No, you can’t see it
It was too hot today to do anything but make a mad dash to Powell’s (a very brief trip, since it doesn’t seem that they have air conditioning), hit the KFC drive-thru, then go home and watch DVDs. After watching my most recent Netflix documentary (Hijacked: American Experience — which has so far been the only episode I’ve seen of the series that wasn’t worth watching), we browsed through the Comcast OnDemand free movies. Mostly the OnDemand free movies are really bad horror flicks, really bad comedies, really pathetic old movies, once-in-a-blue-moon good documentaries (currently Murderball — quite a good one! — is playing), and the occasional good old movie.
When I found out that neither Anxiety nor Lyse had seen Rosemary’s Baby, of course we had to watch it. Not only because it’s an entertaining movie, but because it’s fun to watch a 15-year-old become confused when shown such things as people dialing rotary phones, using a phonograph player, smoking indoors, and using a television clicker (what they called TV remote controls back when they actually made a clicking noise when you pushed a button). The movie is only a year older than I am, but it sure is interesting to see the changes in daily life that have happened in only 40 years.
(I remember when I was 6 years old, and postage stamps went from 10 to 13 cents — and you had to lick them, as they weren’t self-sticking.

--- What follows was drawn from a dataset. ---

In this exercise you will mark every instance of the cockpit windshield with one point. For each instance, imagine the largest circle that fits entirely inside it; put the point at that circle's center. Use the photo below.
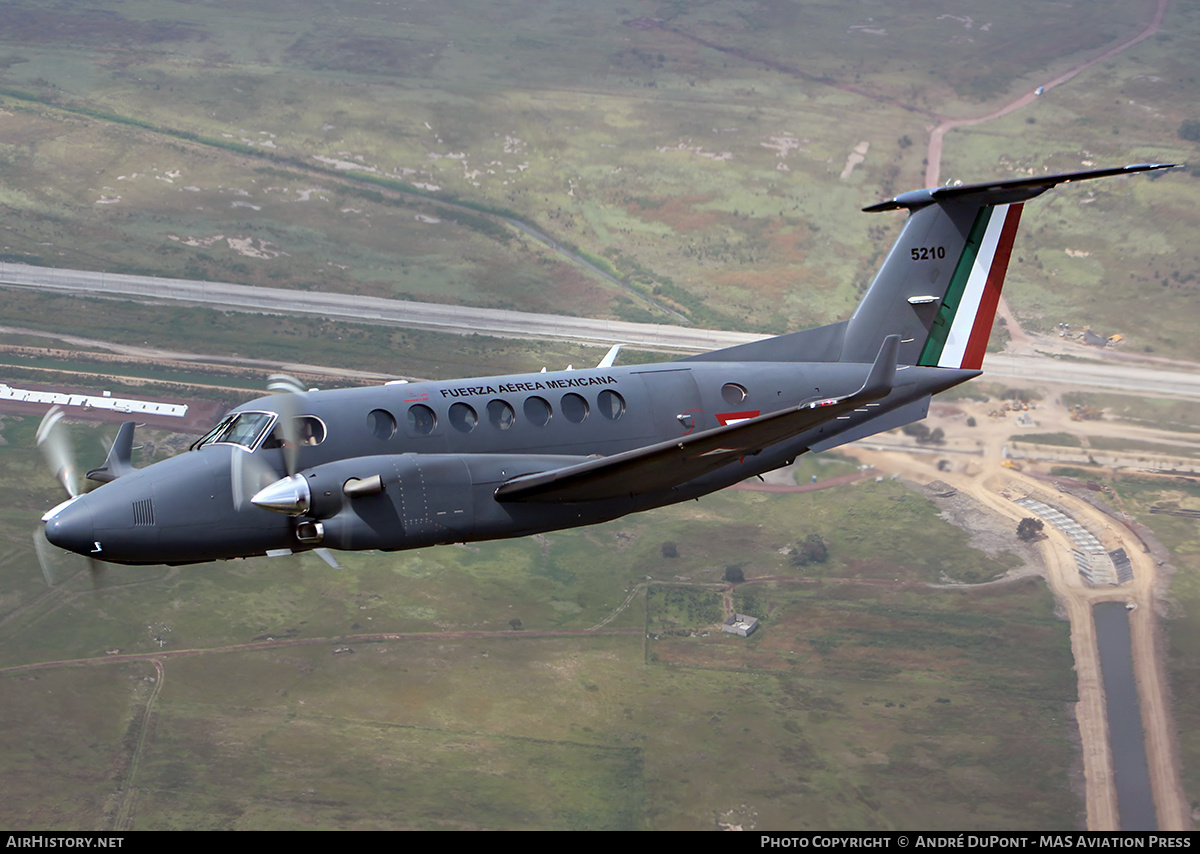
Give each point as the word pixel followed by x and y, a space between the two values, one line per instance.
pixel 239 428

I wrote a lot of letters to my grandparents, as they often stuck a dollar bill in each reply. Candy bars were 15 cents or two for a quarter. The TV Guide and the National Enquirer — which, in addition to Sesame Street, were how I learned to read — both cost 25 cents. The Tooth Fairy usually brought me either 25 or 50 cents. I can’t remember what anything else cost in 1975, so you can see exactly where my 6-year-old priorities were.)
Anyway, for a gal who doesn’t like classic films, I heartily recommend Rosemary’s Baby. There’s no gore, the single scene with “blood” looks exactly like red paint, and it has only a few minor curse words and a couple of very brief nude scenes (Mia Farrow had very cute boobs, btw). All in all, nothing that would garner more than a PG rating these days. It’s certainly not a horror flick by any stretch, although I suppose it could be considered a psychological thriller. Anxiety was terribly disappointed that you didn’t get to actually see the devil-spawned baby. Poor child had to use her imagination (which is another thing that apparently has gone the way of the 13-cent postage stamp).
Hopefully tomorrow Geoffrey will watch his newly-arrived Netflix movie with me. Yes, it’s a totally awful horror flick, but hey, it’s got a devil-spawned baby in it…and I just can’t resist those movies. (I have got to get ahold of It’s Alive and It Lives Again on DVD!)